The agency has farmers agree in writing to maintain projects after installation. However, the agency does not directly monitor farmers’ upkeep of the projects, nor does it provide farmers with a plan for maintenance, according to the report. “If the conservation practices do not achieve their useful life, nutrient pollution reductions will not be as expected,” the report said.
DePietro said that most farmers who apply for funding to implement best management practices do so after an inspection by the state “shows a deficiency” on a farm. She said that the state and partner organizations like the NRCS then assess in subsequent inspections whether the farm has addressed water pollution challenges.
“There is a lot of oversight and there is a lot of documentation, but it just isn’t in a place where we can say, ‘here’s our follow-up on a specific best management practice,’ ” said DiPietro.
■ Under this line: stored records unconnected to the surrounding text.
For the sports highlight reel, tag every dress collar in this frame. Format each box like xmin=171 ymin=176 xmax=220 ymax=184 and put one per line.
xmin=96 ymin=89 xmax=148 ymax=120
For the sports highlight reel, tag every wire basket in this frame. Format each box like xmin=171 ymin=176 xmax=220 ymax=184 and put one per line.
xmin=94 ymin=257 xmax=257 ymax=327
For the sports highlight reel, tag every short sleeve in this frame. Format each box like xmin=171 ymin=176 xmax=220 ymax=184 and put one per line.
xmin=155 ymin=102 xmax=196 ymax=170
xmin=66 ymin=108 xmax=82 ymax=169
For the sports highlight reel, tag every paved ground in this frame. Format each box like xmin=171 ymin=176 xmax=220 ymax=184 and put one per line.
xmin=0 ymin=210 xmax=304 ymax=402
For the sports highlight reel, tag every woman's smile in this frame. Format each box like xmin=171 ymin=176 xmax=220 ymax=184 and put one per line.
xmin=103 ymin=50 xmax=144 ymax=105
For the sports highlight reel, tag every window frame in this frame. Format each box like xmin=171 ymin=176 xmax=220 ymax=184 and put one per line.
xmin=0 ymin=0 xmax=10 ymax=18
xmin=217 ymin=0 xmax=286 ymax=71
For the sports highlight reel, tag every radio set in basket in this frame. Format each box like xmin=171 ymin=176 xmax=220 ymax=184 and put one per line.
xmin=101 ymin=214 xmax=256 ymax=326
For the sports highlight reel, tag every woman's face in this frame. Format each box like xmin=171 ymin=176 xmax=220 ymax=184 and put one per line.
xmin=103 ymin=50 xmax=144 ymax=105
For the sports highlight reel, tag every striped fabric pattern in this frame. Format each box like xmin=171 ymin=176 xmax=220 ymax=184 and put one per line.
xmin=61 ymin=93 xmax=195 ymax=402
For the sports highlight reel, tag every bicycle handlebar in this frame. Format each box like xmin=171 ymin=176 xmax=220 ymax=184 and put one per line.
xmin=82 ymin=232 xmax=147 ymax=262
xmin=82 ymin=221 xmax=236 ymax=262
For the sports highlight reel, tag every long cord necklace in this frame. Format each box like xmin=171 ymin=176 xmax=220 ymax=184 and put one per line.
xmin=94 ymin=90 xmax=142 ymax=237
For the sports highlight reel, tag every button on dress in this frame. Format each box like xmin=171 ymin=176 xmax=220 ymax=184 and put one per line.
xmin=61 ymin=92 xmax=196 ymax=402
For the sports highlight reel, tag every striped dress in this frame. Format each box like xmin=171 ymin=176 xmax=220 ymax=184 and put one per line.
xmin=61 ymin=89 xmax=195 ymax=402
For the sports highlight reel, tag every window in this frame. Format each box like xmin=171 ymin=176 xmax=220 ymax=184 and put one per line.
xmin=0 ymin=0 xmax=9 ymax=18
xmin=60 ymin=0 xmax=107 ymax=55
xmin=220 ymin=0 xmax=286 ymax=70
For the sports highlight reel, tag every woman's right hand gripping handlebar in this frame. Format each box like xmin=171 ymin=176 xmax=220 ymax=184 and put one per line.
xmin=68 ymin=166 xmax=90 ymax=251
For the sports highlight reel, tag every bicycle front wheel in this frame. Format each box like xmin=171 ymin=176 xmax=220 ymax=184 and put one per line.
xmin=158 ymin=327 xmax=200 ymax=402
The agency also did not provide the Department of Environmental Conservation — the body in charge of calculating how the state is meeting its phosphorus reduction requirements — with adequate data to determine phosphorus reduction from best management practices, according to the report.
DiPietro said that the agency provided the DEC with that information in a memorandum of understanding. She said the agency is working to develop a more accurate way to model the effectiveness of various best management practices at reducing phosphorus runoff.
“Anyone who can stand there and look at a stream that’s degraded because cattle have access to it would agree that once you put the fence up and remove the animals, the site will improve,” said DiPietro. “But taking that and saying how many exact pounds of phosphorous does that exclude is much more challenging.”
Hoffer called the agriculture agency’s dual mission of promoting and regulating farms a “questionable practice in terms of strategic planning for the state.” He referred to the Jay Peak investor fraud case, in which officials for the Vermont Agency of Commerce and Community Development’s EB-5 regional center failed to regulate a program that they were also tasked with promoting.
“EB-5, to me, is a cautionary tale of allowing the same entity to be an advocate and regulator at the same time,” he said.
DiPietro responded that her division focuses solely on regulation, not on promotion. “Certainly any of us like to have products that we know are safe and good for the environment, so good regulation is good promotion in itself,” she said.